Que importa que a esmagadora maioria da imprensa omita do mundo o óbvio? Eu não omito. O trabalhista Ehud Barak, primeiro-ministro entre 1999 e comecinho de 2001, aceitou conceder aos palestinos quase tudo o que pediram — o status de Jerusalém ficou para ser negociados mais tarde. O corrupto Yasser Arafat chegou perto do acordo. Na hora “h”, voltou atrás, e Barak ganhou de presente a Segunda Intifada, em setembro de 2000. O pretexto foi um passeio de Ariel Sharon pela Esplanada das Mesquitas. Resumo da ópera: o negociador Barak perdeu o cargo para… Sharon! Nota à margem: Barak foi o governante que saiu do Sul do Líbano — e o Sul do Líbano caiu nas mãos do Hezbollah, cujo propósito declarado, com financiamento do Irã, é destruir Israel. Sharon, o sucessor, saiu da Faixa de Gaza, e a Faixa de Gaza caiu nas mãos do Hamas, cujo propósito declarado vocês sabem qual é…
Mas os palestinos são sempre as vítimas, nunca os algozes. Vi ontem na TV uma reportagem sobre o muro que separa a Cisjordânia do território israelense. A coisa era noticiada com aquela sublinha da indignação: “Vejam que absurdo!” Pois é. Omite-se a INFORMAÇÃO de que, depois da construção do muro, os atentados terroristas caíram a quase zero. A Cisjordânia, que sempre foi controlada pelo Fatah, abrigava alegremente os facínoras que cruzavam a linha para explodir as criancinhas nos ônibus escolares dos “invasores”. O governo palestino não atuou para conter seus terroristas, e o governo de Israel cumpriu a tarefa que lhe confiou a população nas urnas: protegê-la.
Estamos diante de uma “causa” que tem muito de herança de outros conflitos ideológicos. Só por isso não se percebe a má consciência de fundo nesse noticiário esmagadoramente anti-israelense. Se vocês notarem bem, parece que os palestinos não têm mais nada a ceder. A sua grande concessão já teria sido feita: aceitar a existência do estado de Israel — todo o resto tem de ser concedido pelo outro lado. E, mesmo aqui, é preciso fazer uma ressalva: quem aceita a existência de Israel é o Fatah, não o Hamas, que deu um golpe em Gaza — na verdade, venceu uma guerra civil. Fazem de conta que Abbas representa todas as correntes palestinas e que a questão do terrorismo já foi equacionada por aquele povo, o que também é mentira.
Ora, Israel não existe por vontade e decisão dos palestinos — na verdade, existe contra elas. O seu direito de existir não é uma concessão feita pelo adversário. As concessões de ambos os lados ainda estão por ser feitas. O que Abbas aceita negociar? O status de Jerusalém? A volta do que chamam “refugiados”? A troca de assentamentos judaicos na Cisjordânia por terras em outro lugar? Ninguém sabe.  Ou melhor, todos sabem: NADA! Agora ele decidiu mudar de tática: primeiro o reconhecimento internacional, depois a conversa com Israel, que, então, será tratado como mera potência de ocupação, como se jamais tivesse sido, ou não seja ainda, um território sob ameaça.

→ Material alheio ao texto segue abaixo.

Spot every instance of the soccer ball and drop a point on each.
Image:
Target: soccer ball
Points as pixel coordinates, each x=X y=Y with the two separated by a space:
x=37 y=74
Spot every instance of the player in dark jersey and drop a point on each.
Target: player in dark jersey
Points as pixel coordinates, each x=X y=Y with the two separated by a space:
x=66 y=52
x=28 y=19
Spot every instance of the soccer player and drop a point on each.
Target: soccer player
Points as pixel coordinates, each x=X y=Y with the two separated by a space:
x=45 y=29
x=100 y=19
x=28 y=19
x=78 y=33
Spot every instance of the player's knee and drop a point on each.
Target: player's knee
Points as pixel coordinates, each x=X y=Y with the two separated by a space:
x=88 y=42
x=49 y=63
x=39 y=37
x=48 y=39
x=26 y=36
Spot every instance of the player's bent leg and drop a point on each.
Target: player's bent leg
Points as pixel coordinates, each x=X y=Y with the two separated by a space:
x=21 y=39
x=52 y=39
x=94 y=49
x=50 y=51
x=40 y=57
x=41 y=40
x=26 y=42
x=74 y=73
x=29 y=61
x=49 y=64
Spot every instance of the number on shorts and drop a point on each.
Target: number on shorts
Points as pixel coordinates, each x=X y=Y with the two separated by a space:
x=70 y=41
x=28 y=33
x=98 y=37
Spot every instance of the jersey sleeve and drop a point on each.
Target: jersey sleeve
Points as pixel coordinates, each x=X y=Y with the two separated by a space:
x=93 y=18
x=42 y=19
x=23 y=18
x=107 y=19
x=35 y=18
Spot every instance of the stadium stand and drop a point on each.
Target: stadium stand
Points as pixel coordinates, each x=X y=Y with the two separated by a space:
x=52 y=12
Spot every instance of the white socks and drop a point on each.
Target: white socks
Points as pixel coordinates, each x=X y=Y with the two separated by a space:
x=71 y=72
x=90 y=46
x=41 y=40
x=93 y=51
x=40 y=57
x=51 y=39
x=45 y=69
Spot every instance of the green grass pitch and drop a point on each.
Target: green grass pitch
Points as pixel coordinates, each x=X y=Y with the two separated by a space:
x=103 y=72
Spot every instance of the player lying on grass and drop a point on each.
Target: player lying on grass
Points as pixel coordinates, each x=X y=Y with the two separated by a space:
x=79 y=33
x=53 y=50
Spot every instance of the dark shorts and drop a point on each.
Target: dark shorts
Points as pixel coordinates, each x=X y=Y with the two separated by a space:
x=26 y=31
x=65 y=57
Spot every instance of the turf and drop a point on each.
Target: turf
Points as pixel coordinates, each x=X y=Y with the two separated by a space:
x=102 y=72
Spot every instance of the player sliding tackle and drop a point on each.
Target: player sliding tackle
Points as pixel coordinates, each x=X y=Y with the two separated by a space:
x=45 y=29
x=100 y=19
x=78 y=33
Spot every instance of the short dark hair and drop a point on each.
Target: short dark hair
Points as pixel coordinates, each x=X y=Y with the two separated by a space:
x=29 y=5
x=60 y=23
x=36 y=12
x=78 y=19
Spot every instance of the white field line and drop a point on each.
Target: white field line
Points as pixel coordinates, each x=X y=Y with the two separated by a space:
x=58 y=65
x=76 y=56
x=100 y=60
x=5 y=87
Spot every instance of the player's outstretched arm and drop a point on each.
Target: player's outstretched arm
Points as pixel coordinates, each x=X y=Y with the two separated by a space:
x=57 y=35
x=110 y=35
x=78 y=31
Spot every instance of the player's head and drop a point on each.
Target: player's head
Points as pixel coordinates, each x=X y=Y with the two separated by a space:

Querem saber? Não vai funcionar! Se o pleito palestino prosperar, ainda que com aquele reconhecimento precário, a região estará ainda mais distante da paz. Se é esse o objetivo, não se duvide de que serão todos muito bem-sucedidos. E a agência publicitária palestina poderá continuar com o seu trabalho de vender vitimismo ao mundo. No fim das contas, ser uma “liderança palestina na resistência” virou uma espécie de categoria de pensamento. Se um dia a situação se resolvesse, seria preciso governar, de fato, Gaza e Cisjordânia, o que compreende recolher o lixo, varrer a rua, ter hospitais e escolas funcionando com eficiência, essas coisas normais de um governo. Enquanto Israel é o inimigo de plantão, eles podem esconder a incompetência e a tirania.
Sou voz quase isolada ao fazer essa abordagem da questão? Estou acostumado! As omissões, mentiras e preconceitos ideológicos que cercam a questão só me tornam mais convicto.